= Herta Glaz =

American opera singer

Herta Glaz (also spelled Hertha; September 16, 1910 in Vienna – January 28, 2006 in Hamden, Connecticut) was an Austrian-born American operatic mezzo-soprano, voice teacher, and opera director of Austrian birth. She became a United States citizen in 1943. From 1942 to 1956, she was a fixture at the Metropolitan Opera, where she sang in more than 300 performances. She was also highly active with the San Francisco Opera between 1944 and 1951. Some of the roles she portrayed on stage were Marcellina in Le Nozze di Figaro, Annina, Siegrune in Die Walküre, Flosshilde in Götterdämmerung and Magdalene in Die Meistersinger von Nürnberg.

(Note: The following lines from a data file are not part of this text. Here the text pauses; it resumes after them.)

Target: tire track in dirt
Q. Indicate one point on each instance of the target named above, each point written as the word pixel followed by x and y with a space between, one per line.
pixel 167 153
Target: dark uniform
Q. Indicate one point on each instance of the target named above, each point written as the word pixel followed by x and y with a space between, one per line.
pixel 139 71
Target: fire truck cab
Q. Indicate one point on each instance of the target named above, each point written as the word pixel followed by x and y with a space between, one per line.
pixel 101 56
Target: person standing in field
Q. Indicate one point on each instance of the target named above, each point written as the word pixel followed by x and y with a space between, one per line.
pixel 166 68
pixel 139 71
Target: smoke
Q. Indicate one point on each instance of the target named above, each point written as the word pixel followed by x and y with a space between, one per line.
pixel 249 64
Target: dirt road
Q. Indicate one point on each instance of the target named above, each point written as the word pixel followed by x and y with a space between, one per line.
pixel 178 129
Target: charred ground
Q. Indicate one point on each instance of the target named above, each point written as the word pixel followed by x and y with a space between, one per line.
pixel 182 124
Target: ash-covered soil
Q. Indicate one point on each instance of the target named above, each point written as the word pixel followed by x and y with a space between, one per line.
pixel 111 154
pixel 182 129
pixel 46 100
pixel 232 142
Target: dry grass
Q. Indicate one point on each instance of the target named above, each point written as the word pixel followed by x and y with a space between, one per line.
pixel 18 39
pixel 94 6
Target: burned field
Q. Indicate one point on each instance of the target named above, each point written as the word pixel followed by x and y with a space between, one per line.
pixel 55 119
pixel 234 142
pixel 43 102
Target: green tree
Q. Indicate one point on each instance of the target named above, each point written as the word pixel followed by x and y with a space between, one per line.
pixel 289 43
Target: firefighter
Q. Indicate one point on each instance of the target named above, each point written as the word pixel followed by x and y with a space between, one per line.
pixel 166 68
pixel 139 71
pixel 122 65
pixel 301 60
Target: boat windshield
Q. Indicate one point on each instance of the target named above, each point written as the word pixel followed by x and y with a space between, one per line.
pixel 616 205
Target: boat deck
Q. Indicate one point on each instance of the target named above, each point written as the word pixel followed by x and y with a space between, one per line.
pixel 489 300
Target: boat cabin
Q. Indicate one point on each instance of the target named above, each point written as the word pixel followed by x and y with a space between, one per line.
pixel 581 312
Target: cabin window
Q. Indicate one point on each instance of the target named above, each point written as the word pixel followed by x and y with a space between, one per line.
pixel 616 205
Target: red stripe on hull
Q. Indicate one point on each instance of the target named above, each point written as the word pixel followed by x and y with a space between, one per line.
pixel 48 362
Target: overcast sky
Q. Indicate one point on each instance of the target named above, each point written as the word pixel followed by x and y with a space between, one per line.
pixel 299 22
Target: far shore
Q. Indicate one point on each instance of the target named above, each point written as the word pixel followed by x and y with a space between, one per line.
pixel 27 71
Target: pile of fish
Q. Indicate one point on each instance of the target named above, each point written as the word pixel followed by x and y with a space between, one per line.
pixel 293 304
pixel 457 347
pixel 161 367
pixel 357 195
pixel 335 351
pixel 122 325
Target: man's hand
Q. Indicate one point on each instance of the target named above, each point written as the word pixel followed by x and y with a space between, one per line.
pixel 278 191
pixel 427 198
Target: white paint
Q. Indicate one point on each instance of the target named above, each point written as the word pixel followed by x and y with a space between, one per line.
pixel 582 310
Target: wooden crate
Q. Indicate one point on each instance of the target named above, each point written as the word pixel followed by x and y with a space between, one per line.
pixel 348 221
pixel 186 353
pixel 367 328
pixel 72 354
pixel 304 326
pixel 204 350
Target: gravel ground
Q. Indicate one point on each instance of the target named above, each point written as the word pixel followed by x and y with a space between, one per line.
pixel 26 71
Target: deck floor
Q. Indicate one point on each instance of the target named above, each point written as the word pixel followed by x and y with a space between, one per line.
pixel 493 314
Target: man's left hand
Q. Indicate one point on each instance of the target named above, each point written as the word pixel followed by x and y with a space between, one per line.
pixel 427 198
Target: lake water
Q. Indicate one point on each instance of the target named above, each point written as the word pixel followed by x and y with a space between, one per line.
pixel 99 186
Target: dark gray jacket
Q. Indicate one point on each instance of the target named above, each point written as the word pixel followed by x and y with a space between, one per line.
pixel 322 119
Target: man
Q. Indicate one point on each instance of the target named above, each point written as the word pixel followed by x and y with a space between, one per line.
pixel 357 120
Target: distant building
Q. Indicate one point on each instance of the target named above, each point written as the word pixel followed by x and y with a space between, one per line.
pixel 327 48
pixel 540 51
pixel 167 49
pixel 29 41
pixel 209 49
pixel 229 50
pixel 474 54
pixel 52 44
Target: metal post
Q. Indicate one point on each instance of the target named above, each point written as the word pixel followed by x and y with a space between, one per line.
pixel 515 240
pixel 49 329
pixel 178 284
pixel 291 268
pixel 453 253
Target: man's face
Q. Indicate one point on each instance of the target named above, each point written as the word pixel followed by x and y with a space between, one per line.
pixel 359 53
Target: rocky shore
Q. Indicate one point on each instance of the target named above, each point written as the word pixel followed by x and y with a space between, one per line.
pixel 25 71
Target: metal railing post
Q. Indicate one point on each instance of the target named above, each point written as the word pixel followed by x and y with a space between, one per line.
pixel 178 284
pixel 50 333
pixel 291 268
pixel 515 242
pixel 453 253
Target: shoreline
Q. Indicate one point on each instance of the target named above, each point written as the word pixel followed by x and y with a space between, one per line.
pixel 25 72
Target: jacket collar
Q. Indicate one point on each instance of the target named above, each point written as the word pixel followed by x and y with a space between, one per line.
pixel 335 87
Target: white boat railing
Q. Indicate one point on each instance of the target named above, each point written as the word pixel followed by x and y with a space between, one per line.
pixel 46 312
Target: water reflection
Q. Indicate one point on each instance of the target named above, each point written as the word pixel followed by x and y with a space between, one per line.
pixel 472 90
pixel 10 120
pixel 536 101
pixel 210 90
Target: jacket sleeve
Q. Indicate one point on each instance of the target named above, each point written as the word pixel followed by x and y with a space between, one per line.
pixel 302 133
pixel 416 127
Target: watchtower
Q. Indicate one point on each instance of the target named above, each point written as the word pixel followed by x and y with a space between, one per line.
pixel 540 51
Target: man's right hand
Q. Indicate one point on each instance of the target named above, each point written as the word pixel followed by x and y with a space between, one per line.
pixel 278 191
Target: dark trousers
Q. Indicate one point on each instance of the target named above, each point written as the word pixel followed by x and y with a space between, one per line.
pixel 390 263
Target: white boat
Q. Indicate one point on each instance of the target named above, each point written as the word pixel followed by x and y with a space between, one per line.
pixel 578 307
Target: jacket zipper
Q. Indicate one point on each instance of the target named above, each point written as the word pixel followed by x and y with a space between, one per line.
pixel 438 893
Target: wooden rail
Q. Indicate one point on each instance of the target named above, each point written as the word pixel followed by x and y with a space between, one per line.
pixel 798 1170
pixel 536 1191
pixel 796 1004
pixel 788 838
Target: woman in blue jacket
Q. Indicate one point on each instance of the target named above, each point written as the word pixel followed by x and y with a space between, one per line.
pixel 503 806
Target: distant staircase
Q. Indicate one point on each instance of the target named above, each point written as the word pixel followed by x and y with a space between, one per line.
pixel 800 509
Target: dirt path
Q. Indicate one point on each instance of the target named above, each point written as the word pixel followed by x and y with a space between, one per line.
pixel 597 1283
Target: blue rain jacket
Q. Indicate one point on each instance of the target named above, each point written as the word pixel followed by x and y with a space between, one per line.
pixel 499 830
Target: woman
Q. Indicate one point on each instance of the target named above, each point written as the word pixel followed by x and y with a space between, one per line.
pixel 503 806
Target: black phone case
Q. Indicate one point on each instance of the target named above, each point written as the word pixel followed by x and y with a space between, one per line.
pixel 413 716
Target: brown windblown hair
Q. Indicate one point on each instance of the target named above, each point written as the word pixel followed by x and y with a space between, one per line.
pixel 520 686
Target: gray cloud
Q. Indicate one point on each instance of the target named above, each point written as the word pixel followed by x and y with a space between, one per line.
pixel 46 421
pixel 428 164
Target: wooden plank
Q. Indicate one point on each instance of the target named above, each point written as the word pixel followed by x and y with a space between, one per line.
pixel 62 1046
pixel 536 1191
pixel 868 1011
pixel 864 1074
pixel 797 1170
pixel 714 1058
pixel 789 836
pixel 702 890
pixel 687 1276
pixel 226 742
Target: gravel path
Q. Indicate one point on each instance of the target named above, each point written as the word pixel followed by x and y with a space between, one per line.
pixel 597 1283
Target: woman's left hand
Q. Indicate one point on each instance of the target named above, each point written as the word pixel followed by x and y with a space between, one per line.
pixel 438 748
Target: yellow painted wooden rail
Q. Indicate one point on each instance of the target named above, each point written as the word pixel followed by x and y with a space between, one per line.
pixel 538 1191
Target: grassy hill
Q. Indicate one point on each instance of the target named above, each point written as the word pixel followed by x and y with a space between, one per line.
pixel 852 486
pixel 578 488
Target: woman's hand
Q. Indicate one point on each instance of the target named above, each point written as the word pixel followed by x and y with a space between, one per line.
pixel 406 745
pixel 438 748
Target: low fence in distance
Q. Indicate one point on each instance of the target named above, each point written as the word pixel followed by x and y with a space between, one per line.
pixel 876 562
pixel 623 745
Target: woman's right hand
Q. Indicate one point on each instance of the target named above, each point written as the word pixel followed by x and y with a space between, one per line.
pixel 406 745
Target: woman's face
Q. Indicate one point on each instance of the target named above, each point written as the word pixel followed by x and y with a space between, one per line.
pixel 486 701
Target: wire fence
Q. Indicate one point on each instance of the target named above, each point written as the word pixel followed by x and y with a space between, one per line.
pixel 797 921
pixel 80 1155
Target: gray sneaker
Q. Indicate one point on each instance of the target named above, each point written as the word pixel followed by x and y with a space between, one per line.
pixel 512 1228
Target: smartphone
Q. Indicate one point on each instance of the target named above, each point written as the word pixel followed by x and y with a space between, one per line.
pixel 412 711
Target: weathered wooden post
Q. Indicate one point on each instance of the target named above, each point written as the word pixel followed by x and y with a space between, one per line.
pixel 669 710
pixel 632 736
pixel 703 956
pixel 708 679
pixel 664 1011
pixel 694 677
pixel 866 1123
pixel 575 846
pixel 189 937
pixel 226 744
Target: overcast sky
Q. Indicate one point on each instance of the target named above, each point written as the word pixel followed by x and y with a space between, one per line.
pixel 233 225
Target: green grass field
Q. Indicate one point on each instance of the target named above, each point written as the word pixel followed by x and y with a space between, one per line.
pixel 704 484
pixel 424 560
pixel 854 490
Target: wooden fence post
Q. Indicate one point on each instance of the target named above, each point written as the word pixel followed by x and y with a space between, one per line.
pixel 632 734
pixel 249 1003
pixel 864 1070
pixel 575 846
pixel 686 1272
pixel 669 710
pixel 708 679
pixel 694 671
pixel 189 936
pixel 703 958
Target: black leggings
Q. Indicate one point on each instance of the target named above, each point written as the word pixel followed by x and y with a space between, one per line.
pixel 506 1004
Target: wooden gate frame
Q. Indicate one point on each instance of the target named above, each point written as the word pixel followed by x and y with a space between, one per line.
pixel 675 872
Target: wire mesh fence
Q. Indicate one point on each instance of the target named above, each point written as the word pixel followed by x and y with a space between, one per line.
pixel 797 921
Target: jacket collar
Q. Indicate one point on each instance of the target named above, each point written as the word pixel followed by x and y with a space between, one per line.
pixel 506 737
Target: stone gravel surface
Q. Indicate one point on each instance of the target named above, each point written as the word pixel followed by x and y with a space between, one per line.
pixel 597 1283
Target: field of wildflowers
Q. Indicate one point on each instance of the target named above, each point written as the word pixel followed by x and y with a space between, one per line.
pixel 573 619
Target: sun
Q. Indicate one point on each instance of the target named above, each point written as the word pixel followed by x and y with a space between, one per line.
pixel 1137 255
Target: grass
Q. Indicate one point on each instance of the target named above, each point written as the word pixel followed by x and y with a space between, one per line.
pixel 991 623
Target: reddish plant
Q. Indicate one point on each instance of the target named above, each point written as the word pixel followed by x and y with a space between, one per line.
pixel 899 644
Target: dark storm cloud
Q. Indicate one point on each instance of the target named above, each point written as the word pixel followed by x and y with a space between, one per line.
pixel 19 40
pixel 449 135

In her later years, Glaz became a celebrated voice teacher and opera director. She taught voice at the Manhattan School of Music from 1956 to 1977, University of Southern California from 1977 to 1994, the Aspen Music Festival between 1987 and 1994, and privately from her homes in New Haven and Los Angeles. Her notable pupils included sopranos Susan Davenny Wyner and Sally Sanford, and mezzos Gail Dubinbaum, Jacalyn Kreitzer, and Cynthia Munzer. In 1963 she founded the New Haven Opera Society which later became the New Haven Opera Theater (NHOT). She served as NHOT's director until the company disestablished due to financial reasons in 1976. With the company she presented 12 seasons of fully staged opera productions, as well as a highly active schedule of opera performances for school children.

Glaz was trained at the University of Music and Performing Arts, Vienna and the Mozarteum University of Salzburg. She married several times during her life: first to conductor Joseph Rosenstock and then to Viennese composer Paul August Csonka. Her third and last marriage was to Viennese psychiatrist Frederick Redlich which lasted nearly fifty years. Redlich was notably the Dean of the Yale University School of Medicine.